Fortunately, we can use the tokenizer
variable in the CountVectorizer to use jieba
, which is a package
for Chinese text segmentation. Using it is straightforward:
from sklearn.feature_extraction.text import CountVectorizer
import jieba
def tokenize_zh(text):
words = jieba.lcut(text)
return words
vectorizer = CountVectorizer(tokenizer=tokenize_zh)
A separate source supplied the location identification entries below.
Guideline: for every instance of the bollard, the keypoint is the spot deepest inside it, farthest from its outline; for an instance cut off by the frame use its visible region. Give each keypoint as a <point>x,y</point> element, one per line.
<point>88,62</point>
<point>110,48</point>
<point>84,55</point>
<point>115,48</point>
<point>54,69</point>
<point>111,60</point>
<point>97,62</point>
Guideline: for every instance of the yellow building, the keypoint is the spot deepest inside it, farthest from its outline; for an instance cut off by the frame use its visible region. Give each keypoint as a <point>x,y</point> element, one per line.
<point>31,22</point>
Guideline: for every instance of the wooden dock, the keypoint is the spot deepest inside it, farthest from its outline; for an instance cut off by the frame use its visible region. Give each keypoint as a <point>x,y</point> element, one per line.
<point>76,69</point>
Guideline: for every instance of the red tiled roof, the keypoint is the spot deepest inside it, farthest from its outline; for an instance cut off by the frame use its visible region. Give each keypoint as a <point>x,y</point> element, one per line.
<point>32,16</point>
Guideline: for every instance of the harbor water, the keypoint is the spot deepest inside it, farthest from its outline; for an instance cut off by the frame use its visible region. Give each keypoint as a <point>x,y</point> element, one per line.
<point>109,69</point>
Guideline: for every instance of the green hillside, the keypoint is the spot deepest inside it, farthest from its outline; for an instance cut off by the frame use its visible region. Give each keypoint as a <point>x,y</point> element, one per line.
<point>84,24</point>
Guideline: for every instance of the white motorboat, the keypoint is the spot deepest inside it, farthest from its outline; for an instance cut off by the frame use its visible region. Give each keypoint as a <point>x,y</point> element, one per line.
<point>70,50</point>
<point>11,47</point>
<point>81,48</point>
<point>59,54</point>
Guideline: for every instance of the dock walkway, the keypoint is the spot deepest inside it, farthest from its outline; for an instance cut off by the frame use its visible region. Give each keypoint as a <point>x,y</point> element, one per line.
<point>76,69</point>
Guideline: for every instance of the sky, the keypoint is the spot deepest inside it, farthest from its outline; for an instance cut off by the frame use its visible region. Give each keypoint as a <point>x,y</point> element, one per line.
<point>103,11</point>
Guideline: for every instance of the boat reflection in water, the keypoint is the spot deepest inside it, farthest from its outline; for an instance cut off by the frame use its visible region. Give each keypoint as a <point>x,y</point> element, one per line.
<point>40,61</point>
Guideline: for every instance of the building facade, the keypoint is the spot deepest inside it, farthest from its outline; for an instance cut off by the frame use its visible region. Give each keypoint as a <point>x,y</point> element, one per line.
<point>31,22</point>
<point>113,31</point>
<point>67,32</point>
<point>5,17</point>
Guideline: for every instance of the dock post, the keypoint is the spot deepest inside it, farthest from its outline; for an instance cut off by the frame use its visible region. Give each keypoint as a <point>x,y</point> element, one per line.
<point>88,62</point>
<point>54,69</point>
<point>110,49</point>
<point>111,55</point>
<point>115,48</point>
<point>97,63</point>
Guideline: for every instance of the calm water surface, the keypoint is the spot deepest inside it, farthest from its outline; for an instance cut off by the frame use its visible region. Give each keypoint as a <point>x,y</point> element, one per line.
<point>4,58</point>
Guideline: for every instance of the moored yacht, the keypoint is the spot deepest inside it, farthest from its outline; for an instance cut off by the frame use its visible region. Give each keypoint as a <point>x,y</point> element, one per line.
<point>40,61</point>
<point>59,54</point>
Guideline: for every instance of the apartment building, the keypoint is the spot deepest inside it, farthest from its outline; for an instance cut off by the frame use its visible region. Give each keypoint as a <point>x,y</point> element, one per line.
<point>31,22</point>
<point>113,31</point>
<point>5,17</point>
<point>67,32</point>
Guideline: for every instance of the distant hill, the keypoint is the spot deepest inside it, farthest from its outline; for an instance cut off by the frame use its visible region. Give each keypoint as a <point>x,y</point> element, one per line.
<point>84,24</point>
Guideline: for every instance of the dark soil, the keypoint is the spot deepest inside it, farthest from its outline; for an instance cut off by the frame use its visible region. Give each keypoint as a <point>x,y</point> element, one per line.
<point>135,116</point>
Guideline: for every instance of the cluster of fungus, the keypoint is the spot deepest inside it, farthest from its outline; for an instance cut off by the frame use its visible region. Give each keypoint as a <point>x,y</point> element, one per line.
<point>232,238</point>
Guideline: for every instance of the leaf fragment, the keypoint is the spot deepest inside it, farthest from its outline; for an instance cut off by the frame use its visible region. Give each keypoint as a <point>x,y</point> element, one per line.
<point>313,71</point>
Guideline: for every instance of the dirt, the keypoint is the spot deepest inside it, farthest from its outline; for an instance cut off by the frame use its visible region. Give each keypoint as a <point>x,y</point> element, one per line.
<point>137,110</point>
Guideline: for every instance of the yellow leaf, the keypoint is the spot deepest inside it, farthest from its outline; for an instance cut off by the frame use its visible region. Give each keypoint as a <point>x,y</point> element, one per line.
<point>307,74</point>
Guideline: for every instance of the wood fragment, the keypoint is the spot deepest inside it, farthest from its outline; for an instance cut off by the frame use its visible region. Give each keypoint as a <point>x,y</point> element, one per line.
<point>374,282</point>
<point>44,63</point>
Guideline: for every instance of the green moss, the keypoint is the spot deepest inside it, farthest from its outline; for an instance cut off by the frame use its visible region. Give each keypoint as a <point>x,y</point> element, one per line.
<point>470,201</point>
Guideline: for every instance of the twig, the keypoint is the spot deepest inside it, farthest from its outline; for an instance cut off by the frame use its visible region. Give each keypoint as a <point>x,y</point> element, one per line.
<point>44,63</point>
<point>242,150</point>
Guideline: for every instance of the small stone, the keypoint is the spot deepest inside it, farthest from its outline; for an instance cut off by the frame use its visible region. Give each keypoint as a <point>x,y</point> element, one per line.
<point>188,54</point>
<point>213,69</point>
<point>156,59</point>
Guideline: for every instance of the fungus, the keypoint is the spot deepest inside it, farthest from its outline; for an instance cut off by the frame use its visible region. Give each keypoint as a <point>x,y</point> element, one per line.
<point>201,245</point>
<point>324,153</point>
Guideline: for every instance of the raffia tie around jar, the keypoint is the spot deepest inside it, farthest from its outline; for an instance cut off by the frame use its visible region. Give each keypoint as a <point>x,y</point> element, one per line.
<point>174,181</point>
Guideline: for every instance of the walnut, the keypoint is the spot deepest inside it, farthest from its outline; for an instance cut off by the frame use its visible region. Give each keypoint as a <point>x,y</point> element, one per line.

Then, we can simply pass the vectorizer to update our topic representations:
topic_model.update_topics(docs, vectorizer_model=vectorizer_model)
OnlineCountVectorizer¶
When using the online/incremental variant of BERTopic, we need a CountVectorizer
than can incrementally update its representation. For that purpose, OnlineCountVectorizer
was created that not only updates out-of-vocabulary words but also implements decay and cleaning functions to prevent the sparse bag-of-words matrix to become too large. It is a class that can be found in bertopic.vectorizers
which extends sklearn.feature_extraction.text.CountVectorizer
. In other words, you can use the exact same parameter in OnlineCountVectorizer
as found in Scikit-Learn's CountVectorizer
. We can use it as follows:
from bertopic import BERTopic
from bertopic.vectorizers import OnlineCountVectorizer
# Train BERTopic with a custom OnlineCountVectorizer
vectorizer_model = OnlineCountVectorizer()
topic_model = BERTopic(vectorizer_model=vectorizer_model)
Parameters¶
Other than parameters found in CountVectorizer
, such as stop_words
and ngram_range
, we can two parameters in OnlineCountVectorizer
to adjust the way old data is processed and kept.
decay¶
At each iteration, we sum the bag-of-words representation of the new documents with the bag-of-words representation of all documents processed thus far. In other words, the bag-of-words matrix keeps increasing with each iteration. However, especially in a streaming setting, older documents might become less and less relevant as time goes on. Therefore, a decay
parameter was implemented that decays the bag-of-words' frequencies at each iteration before adding the document frequencies of new documents. The decay
parameter is a value between 0 and 1 and indicates the percentage of frequencies the previous bag-of-words matrix should be reduced to. For example, a value of .1
will decrease the frequencies in the bag-of-words matrix by 10% at each iteration before adding the new bag-of-words matrix. This will make sure that recent data has more weight than previous iterations.
delete_min_df¶
In BERTopic, we might want to remove words from the topic representation that appear infrequently. The min_df
in the CountVectorizer
works quite well for that. However, when we have a streaming setting, the min_df
does not work as well since a word's frequency might start below min_df
but will end up higher than that over time. Setting that value high might not always be advised.
As a result, the vocabulary of the resulting bag-of-words matrix can become quite large. Similarly, if we implement the decay
parameter, then some values will decrease over time until they are below min_df
. For these reasons, the delete_min_df
parameter was implemented. The parameter takes positive integers and indicates, at each iteration, which words will be removed. If the value is set to 5, it will check after each iteration if the total frequency of a word is exceeded by that value. If so, the word will be removed in its entirety from the bag-of-words matrix. This helps to keep the bag-of-words matrix of a manageable size.
Note
Although the delete_min_df
parameter removes words from the bag-of-words matrix, it is not permanent. If new documents come in where those previously deleted words are used frequently, they get added back to the matrix.